Sconfitto alle urne, scaricato da Forza Italia e processato da Fratelli d’Italia. No, per Matteo Salvini decisamente non è un bel risveglio, quello del giorno dopo il week end elettorale. Che ha visto la sua Susanna Ceccardi capitolare in Toscana fallendo di fatto il terzo tentativo di spallata al governo in poco più di un anno. Dopo la farsa del Papeete e il flop in Emilia Romagna, il Capitano certifica non solo di aver perso il “tocco magico” ma si tira dietro anche ruggini e rivendicazioni da parte degli alleati che, se prima covavano sotto la cenere, adesso stanno venendo decisamente in superficie. Del resto si sa, “nella buona e nella cattiva sorte” è una formula che non funziona neanche nei matrimoni, figurarsi in politica. Andiamo per ordine.
Il Giornale, di proprietà della famiglia Berlusconi, ieri mattina ha aperto la prima pagina con un titolo che non lascia spazio ad equivoci: “Spallata fallita”, con tanto di sommario “Salvini non sfonda, il Pd regge in Toscana e Puglia: finisce 3-3”. Messaggio chiarissimo. Reso ancora più lapalissiano dal direttore Alessandro Sallusti, che nel suo editoriale scrive: “Se dici che vincerai sei a zero e poi pareggi tre a tre è ovvio che il risultato sa di sconfitta…Dalle urne delle Regionali non è infatti arrivata la spallata alla sinistra che Salvini aveva annunciato…Le ambizioni di Salvini non trovano conferme nella realtà: la Lega non è pronta a sfondare nelle roccaforti rosse né a consolidare il suo consenso al Sud.”.
E ancora, in riferimento alla scelta di sostenere il Sì (che ha trionfato col 70%): “Col senno di poi, se Salvini e Meloni avessero avuto un po’ più di coraggio invece di consegnare la vittoria a Di Maio, l’esito sarebbe stato probabilmente opposto”. Con i se e con i ma non si fa la storia e del senno di poi son pieni i fossi, ma questo è un altro discorso.
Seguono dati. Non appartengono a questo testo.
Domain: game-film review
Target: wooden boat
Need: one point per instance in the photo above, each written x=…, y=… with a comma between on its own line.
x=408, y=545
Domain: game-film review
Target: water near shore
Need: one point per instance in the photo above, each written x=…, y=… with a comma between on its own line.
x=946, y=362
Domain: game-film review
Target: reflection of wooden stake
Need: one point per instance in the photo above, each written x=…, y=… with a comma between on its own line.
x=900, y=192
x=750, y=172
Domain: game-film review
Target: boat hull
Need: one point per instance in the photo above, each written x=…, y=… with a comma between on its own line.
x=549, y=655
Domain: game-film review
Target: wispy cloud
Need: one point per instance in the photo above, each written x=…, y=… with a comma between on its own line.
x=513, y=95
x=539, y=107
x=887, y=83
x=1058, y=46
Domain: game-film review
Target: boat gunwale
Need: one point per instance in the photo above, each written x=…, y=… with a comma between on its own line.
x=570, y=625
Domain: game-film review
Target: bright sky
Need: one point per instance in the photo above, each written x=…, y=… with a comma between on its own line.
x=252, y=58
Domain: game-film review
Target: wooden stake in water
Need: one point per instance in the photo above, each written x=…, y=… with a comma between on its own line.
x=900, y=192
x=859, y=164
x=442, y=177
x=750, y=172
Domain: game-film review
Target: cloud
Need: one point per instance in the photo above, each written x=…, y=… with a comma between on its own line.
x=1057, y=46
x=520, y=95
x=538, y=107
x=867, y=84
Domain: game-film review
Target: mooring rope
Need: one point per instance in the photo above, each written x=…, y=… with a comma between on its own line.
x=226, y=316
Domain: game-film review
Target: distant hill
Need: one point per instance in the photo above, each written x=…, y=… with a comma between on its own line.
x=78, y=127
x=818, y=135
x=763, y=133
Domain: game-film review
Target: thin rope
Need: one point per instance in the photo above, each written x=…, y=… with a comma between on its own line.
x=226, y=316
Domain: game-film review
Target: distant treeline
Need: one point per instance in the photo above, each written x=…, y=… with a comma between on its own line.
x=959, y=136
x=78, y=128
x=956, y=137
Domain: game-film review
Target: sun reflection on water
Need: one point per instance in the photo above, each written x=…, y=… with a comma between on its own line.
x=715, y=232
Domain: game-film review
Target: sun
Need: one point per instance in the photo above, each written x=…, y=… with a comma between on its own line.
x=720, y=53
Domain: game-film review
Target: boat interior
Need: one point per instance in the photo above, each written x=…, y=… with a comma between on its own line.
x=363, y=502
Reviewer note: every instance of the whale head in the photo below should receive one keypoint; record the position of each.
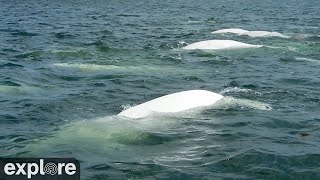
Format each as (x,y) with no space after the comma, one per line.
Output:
(173,103)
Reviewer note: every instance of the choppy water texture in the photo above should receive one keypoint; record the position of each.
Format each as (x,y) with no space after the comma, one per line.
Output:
(68,67)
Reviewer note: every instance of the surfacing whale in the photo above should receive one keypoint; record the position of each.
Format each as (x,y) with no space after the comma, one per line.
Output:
(172,103)
(250,33)
(219,44)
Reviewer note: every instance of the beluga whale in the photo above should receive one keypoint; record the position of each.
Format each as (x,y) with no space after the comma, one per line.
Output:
(250,33)
(173,103)
(219,45)
(187,100)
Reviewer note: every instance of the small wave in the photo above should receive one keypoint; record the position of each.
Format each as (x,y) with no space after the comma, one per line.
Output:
(308,59)
(87,67)
(22,33)
(219,44)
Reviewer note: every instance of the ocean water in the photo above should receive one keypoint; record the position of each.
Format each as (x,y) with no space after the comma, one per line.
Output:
(68,67)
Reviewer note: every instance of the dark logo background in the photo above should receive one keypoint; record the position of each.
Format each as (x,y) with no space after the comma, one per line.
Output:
(50,166)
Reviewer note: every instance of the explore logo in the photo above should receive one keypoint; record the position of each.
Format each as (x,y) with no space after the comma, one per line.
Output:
(39,168)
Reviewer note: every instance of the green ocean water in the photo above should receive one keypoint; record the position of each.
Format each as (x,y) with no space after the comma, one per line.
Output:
(67,68)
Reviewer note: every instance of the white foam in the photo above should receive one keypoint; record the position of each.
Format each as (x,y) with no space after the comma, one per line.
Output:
(173,103)
(230,101)
(235,89)
(219,44)
(250,33)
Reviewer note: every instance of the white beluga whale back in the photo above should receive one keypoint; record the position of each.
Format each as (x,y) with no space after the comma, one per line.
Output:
(219,44)
(173,103)
(250,33)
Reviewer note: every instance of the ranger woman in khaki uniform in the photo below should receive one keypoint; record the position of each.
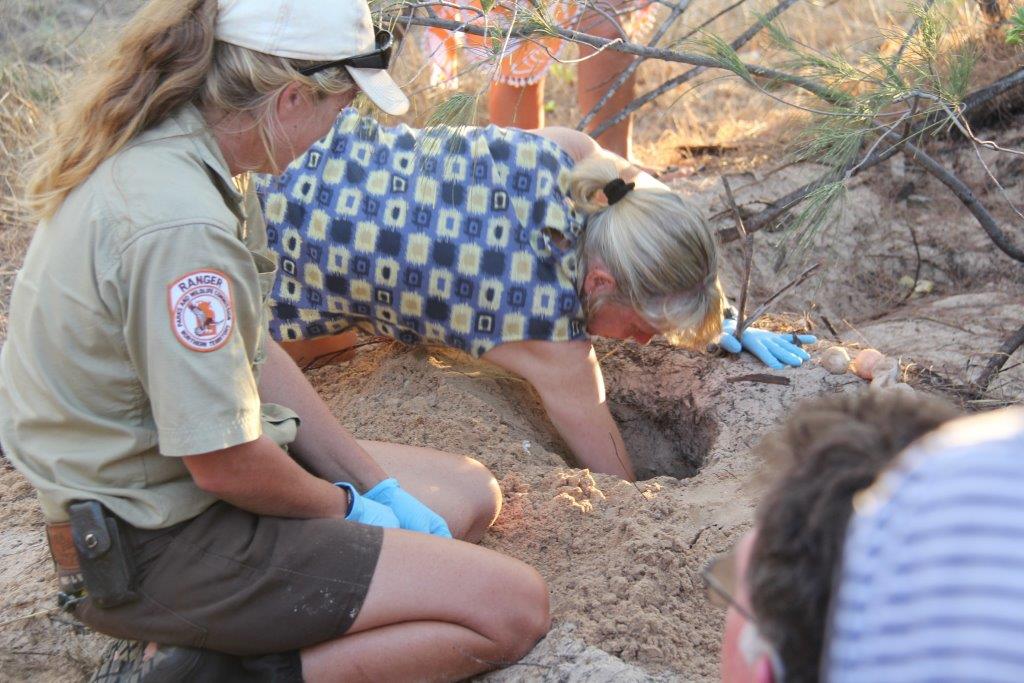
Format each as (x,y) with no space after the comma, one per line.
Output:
(137,375)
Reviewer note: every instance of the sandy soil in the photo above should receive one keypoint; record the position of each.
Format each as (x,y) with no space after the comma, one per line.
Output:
(622,561)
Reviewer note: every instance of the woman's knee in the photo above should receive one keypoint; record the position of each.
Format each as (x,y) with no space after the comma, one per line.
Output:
(525,617)
(484,498)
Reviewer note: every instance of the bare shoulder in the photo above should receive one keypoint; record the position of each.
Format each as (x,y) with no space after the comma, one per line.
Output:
(543,360)
(577,144)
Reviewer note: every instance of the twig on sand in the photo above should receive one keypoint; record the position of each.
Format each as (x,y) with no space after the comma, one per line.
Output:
(614,447)
(832,329)
(995,363)
(761,378)
(748,257)
(916,269)
(785,288)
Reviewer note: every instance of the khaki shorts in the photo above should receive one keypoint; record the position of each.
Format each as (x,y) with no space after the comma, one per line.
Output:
(239,583)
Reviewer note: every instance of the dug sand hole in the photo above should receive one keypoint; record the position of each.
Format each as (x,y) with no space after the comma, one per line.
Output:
(665,435)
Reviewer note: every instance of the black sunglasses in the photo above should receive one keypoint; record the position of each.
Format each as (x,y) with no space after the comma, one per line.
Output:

In ogni caso, anche Deborah Bergamini, deputata di stretta osservanza berlusconiana, nel suo editoriale di ieri sul Riformista incolpa e Meloni e Salvini di non essersi schierato convintamente per i No e di aver ceduto ad una deriva populista.
Ma il redde rationem non si ferma alle intemperanze dei berluscones: non va meglio dalle parti di FdI.
Se è pur vero che, nonostante la sconfitta di Fitto, l’affermazione di Acquaroli nelle Marche dopo 25 anni di dominio rosso consente a Giorgia Meloni di rivendicare come vinta la sfida tutta interna alla coalizione, il malumore in Puglia serpeggia eccome. Non è un mistero che fino all’ultimo momento Salvini abbia tentato di boicottare la candidatura dell’europarlamentare meloniano, e qui la performance della Lega è stata assai deludente, passando in un anno dal 25% europee a neppure il 10% di oggi. Al contrario FdI è diventato il primo partito della coalizione nella regione passando dal 2,45% di 5 anni fa al 12,63%. FI, che in media ha portato a casa non più del 4-5%, qui ha raggiunto un buon 8,91%.
La Puglia Domani, lista del presidente, ha registrato 8,42% (senza nessun brand pregresso, quindi non male). La sconfitta, per nulla attesa con questo scarto, pesa e si è capito qual è il capro espiatorio. Ma la bordata maggiore, se possibile, oggi arriva a Salvini proprio da casa sua, guarda caso da quel Luca Zaia trionfatore nel suo Veneto con percentuali bulgare (e con la sua lista personale che prende tre volte quella della Lega). E non lascia spazio a troppe interpretazioni: “Perché vinco? Io governo, non vado in giro a fare comizi”, così il Doge nel rispondere a chi gli ha chiesto il segreto del suo esorbitante, col piglio di chi non deve più, a questo punto, fare il democristiano per forza. Game over.